E o que fez o Tribunal Constitucional com as provas apresentadas?
Nada, recusou comparar as actas que tínhamos entregue com as actas que tinham em seu poder enviadas pela Comissão Nacional Eleitoral. O tribunal não se deu ao trabalho de verificar as provas apresentadas pela UNITA, que tinha resultados diferentes dos anunciados pelo Governo.
As eleições foram acompanhadas por observadores internacionais, nomeadamente portugueses, isso não o tranquilizou?
Não, os senhores que foram convidados para verificar as eleições vieram, de certa forma, fazer turismo, e serviram para proteger os interesses do regime. Essas pessoas não têm coragem de denunciar certas práticas e deviam ter mais atenção à forma como são usadas em prol de algumas ditaduras.
Como reagiu a estrutura diretiva da UNITA e os seus militantes ao facto de o Tribunal Constitucional ter declarado o MPLA vencedor?
Recordo que havia um aparato militar nunca antes visto nas ruas, eram constantes as ameaças aos membros do partido e a população estava bastante descontente. Não foram dias fáceis para mim e tive de resistir a muitas pressões.
Houve o risco de a situação escalar para um conflito entre os dois maiores partidos. Pairou o cenário da guerra civil?
Houve grande pressão no sentido de declarar levantamentos em todo o país. Naquele momento entendemos que não era a solução desejável, mas se o presidente da UNITA desse voz de levantamento teria sido um desastre muito grande, muito pior do que aconteceu recentemente no Brasil. Mesmo depois de ter declarado vitória, o regime estava assustado e tinha vindo para a rua com o seu aparato bélico para fazer um banho de sangue.

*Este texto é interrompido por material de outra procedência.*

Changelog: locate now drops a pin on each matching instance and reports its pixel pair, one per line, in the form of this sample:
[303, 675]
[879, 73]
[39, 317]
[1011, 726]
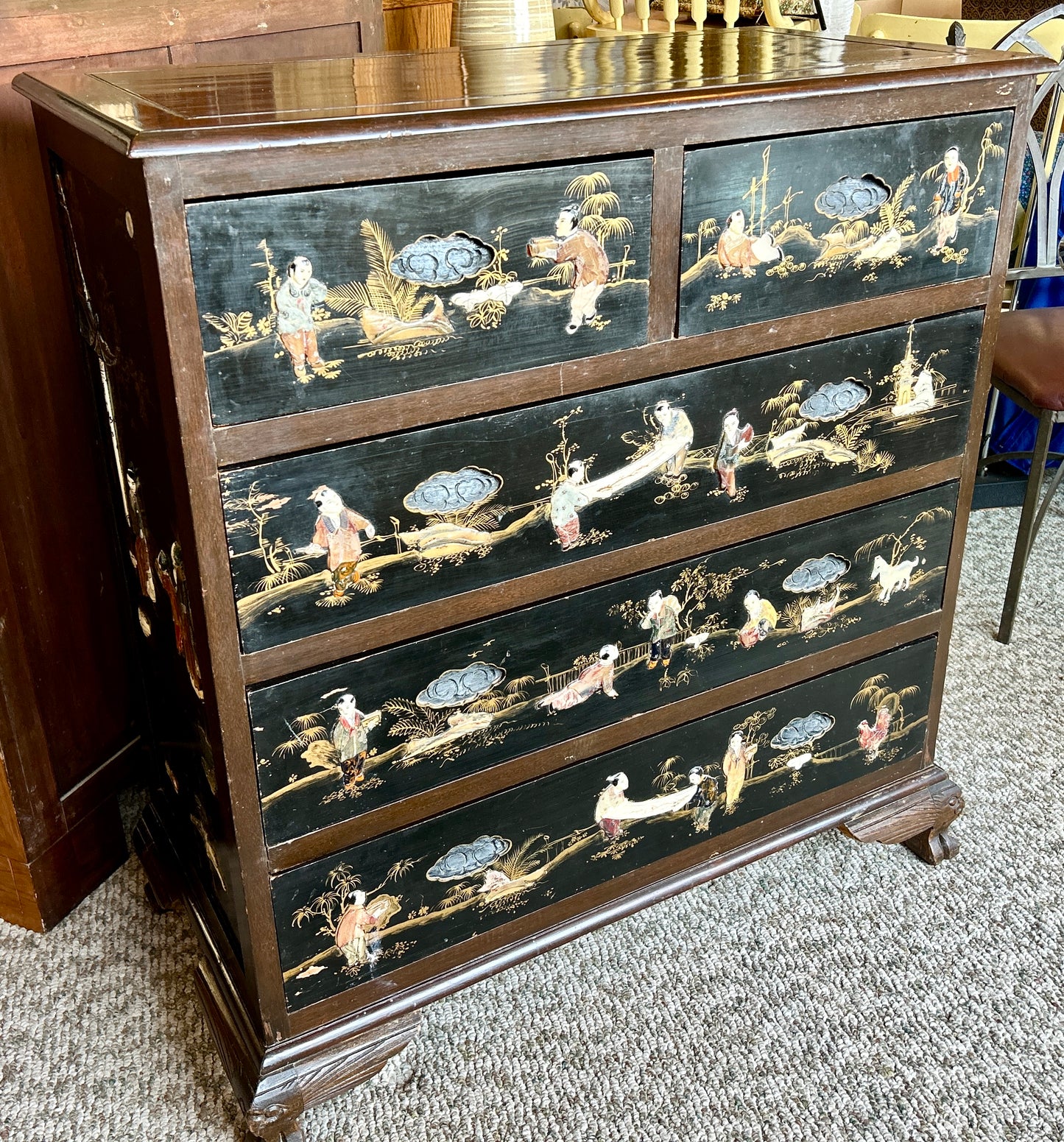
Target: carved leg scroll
[919, 820]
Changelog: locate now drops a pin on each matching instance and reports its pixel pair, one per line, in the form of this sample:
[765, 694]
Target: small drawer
[337, 537]
[384, 905]
[777, 228]
[361, 736]
[328, 297]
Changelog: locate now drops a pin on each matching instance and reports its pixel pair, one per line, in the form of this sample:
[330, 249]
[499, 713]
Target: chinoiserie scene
[562, 630]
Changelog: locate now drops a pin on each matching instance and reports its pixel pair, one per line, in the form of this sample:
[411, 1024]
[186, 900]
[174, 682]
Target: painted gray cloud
[835, 400]
[468, 859]
[815, 574]
[803, 731]
[452, 491]
[434, 261]
[457, 688]
[852, 197]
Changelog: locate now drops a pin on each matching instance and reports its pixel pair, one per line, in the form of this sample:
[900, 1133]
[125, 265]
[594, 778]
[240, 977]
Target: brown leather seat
[1030, 356]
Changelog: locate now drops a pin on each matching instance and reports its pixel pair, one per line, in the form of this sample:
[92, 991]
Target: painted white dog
[892, 578]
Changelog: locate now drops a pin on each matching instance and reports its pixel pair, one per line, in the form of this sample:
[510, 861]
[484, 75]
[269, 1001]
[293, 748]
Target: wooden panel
[328, 297]
[361, 736]
[437, 513]
[336, 39]
[784, 226]
[412, 25]
[76, 29]
[10, 839]
[367, 910]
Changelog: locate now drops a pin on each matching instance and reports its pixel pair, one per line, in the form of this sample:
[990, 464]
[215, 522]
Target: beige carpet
[833, 993]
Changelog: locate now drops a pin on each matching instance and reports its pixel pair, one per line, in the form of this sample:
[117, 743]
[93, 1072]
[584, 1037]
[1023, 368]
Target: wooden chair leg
[1028, 518]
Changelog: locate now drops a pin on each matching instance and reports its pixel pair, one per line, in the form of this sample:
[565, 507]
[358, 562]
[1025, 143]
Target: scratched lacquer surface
[782, 226]
[327, 297]
[365, 733]
[336, 537]
[391, 901]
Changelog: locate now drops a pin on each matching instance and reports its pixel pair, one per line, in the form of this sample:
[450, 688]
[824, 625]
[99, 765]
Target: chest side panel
[777, 228]
[362, 735]
[331, 538]
[392, 901]
[321, 298]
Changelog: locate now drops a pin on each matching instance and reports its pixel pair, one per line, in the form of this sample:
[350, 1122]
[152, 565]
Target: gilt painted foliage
[388, 903]
[331, 538]
[327, 297]
[798, 224]
[362, 735]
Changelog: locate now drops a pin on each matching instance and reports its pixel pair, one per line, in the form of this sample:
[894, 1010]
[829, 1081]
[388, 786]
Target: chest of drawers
[554, 466]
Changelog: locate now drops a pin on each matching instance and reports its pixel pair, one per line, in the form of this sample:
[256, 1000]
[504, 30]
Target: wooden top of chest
[189, 110]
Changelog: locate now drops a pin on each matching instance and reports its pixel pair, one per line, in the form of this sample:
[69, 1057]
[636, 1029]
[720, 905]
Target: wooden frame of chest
[545, 518]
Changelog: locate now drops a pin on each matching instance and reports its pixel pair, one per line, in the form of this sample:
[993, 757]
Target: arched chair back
[1030, 345]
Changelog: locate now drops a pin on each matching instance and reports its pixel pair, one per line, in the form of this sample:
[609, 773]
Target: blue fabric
[1015, 429]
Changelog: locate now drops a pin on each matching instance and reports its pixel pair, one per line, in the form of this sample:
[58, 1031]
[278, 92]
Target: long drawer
[328, 297]
[390, 903]
[781, 226]
[361, 736]
[336, 537]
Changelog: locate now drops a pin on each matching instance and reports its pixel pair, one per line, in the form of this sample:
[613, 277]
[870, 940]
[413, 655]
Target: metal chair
[1030, 348]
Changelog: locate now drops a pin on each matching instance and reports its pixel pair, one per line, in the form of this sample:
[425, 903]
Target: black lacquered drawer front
[327, 539]
[392, 901]
[328, 297]
[783, 226]
[364, 735]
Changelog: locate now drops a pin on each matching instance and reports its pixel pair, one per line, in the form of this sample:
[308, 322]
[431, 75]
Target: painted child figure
[663, 620]
[761, 618]
[336, 535]
[734, 441]
[949, 198]
[296, 300]
[350, 737]
[566, 501]
[589, 261]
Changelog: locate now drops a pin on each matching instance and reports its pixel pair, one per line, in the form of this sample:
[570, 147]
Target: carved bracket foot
[919, 819]
[282, 1096]
[153, 849]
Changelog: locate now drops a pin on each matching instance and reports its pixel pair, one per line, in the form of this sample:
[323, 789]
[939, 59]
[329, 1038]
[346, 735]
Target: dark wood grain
[522, 939]
[240, 445]
[72, 708]
[264, 666]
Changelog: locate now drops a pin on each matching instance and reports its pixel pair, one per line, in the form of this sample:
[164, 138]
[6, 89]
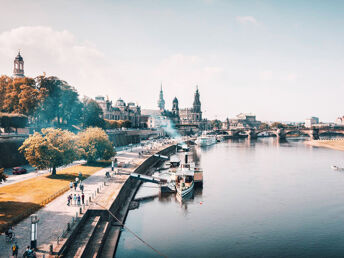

Infelizmente, há muita gente em Angola que pensa que este regime só pode ser derrotado pela violência, nós não pensamos assim.
Como é conviver com o partido do Governo no Parlamento?
É necessário muita resiliência para evitar o caos. O exemplo do Brasil veio dar-nos razão. Além disso, avaliámos todos os cenários, fizemos uma programação estratégica tendo em conta todas as dificuldades que sabíamos que iamos encontrar e preparámo-nos para um diálogo nacional. O grupo parlamentar da UNITA tem representantes de outros partidos e estamos preparados para lidar com a diferença de opinião nos debates. Quando damos estes passos estamos também a servir de exemplo para os outros. Quando o Tribunal Constitucional declarou a vitória do MPLA pedimos uma audiência ao chefe de Estado, João Lourenço, para tentar estabelecer uma agenda com projetos comuns, mas encontramos sempre um partido fechado. Este facto reduz a possibilidade de desenvolvimento do país. O meu papel não é dizer aquilo que gostam de ouvir, mas dizer o que é necessário. Estou convencido de que por Angola temos de trabalhar juntos.